Hart made a mammoth sacrifice to serve those who sacrificed 

for our country. 

He is always quick to say that his sacrifices are

nothing compared to those of veterans. 

 

 Nathan Hale Outreach Centers President and Founder Christopher Hart is the Old Colony Memorial 2014 Person of Year.

 By Emily Clark

eclark@wickedlocal.com

PLYMOUTH - Looking back, Christopher Hart can find so many military icons and figures in his ancestral chart that there isn’t time for him to chronicle them all.

He might begin with the Civil War, and mention in passing that one of his ancestors was an abolitionist. Another served in World War II and yet another fought in the Revolutionary War.
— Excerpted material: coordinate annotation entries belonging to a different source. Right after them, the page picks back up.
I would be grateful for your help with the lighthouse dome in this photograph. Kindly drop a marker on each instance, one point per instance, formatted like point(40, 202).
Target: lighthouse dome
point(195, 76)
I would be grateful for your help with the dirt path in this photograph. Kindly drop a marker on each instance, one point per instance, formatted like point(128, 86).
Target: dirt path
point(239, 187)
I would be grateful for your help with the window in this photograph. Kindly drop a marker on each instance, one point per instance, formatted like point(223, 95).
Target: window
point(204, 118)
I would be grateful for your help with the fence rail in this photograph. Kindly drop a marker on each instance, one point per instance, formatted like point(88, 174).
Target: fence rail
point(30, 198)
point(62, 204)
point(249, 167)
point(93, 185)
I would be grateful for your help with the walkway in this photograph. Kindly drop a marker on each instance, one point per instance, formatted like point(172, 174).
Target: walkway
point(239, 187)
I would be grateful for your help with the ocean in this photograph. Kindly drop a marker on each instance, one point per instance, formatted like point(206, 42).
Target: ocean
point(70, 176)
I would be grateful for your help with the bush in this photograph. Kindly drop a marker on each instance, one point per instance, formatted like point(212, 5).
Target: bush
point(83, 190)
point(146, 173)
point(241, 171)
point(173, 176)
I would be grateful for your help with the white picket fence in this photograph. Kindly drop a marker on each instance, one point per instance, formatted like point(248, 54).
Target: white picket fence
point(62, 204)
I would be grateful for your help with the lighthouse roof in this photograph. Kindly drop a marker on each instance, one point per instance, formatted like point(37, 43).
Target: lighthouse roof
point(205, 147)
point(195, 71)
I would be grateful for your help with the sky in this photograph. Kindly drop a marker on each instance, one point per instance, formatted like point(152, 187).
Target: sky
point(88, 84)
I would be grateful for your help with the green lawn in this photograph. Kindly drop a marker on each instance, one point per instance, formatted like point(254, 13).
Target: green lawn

He can even go higher in his family tree and find more military figures serving in European wars so long ago it’s hard to believe there is so much documentation about them. Hart has pinpointed them all, and said this tree of self-sacrifice and dedication to one’s country is simply in his blood, so it’s really no wonder the branches of his own life took the turn they did in 2001.

Hart was working in quality control for a printing supply company, logging frequent-flyer miles as he traveled all over the United States, when the bottom fell out of his world. This former bat boy for the California Angels said he can remember Sept. 11, 2001 as if it were yesterday. He had tried to enlist in the military when he was 18, but didn’t pass the physical. He was pronounced healthy but a minor issue prevented him from making the cut – a massive blow to a guy determined to honor the blood his ancestors had spilled for their country. Now, terrorists were infiltrating his beloved country.

What to do?

Hart remembered his grandmother, who lost her 23-year-old husband during World War II and continued to work tirelessly at the war office, and he formulated a plan. If he couldn’t serve in the military, he would serve the military at home. America’s Hometown and, indeed, the whole region, had no veterans outreach center, so Hart decided to open one, little knowing he’d just embarked upon an incredibly difficult journey that would carry him through some of the darkest nights of his life.

He quit his job and blew through his retirement funds researching how to open a nonprofit veterans outreach center. He asked for support from politicians and officials and gave veterans free rides to their V.A. hospital appointments. The money had already run out when Hart realized how hard this was actually going to be.

A number of downtown merchants and some officials didn’t want a veterans center in America’s Hometown and expressed concern that homeless vets would suddenly be set loose on the Plymouth streets. A waiting game ensued, one of the cruelest Hart could ever imagine. He learned that bets had been laid he wouldn’t make it through the summer and that this idea of his would die. They were going to wait him out. The gamblers didn’t realize that Hart, like his ancestors, was tough and would outlast their doubt.

 

He worked harder, but he was hungry. He was out of cash and had lost 35 pounds. His teeth were falling out from malnutrition and he was living in his van. Brennan’s Smokeshop’s owner and developer Kevin Craffey gave him some money, and his landlord, who found Hart sleeping in the van, told him to sleep in his office while he waited for state funding.

And like a miracle, it came. Hart had been transformed into a gaunt shadow of the man he had been and he was barely making it through the day when he learned that the efforts of Rep. Tom Calter, D-Kingston, and Senate President Therese Murray, D-Plymouth, had turned the tide.

Today, Nathan Hale Veterans Outreach Centers offers free rides to medical appointments to veterans who need them, a food pantry, gently used second-hand clothing, art therapy and yoga, bicycles and the oh-so-crucial counseling, provided by one of Hart’s personal heroes, David Stone.

Nathan Hale has a zero percent suicide rate with the veterans it serves, and the center now has two offices – one at 34 Main Street Extension, Suite 204, in Plymouth and another at 260 Centre St. in Middleboro. And even more services for veteran are on the way, thanks to the guy who refused to give up.

Hart made a mammoth sacrifice to serve those who sacrificed for our country. He is always quick to say that his sacrifices are nothing compared to those of veterans.

The Old Colony Memorial is honored to name him as the paper's 2014 Person of the Year.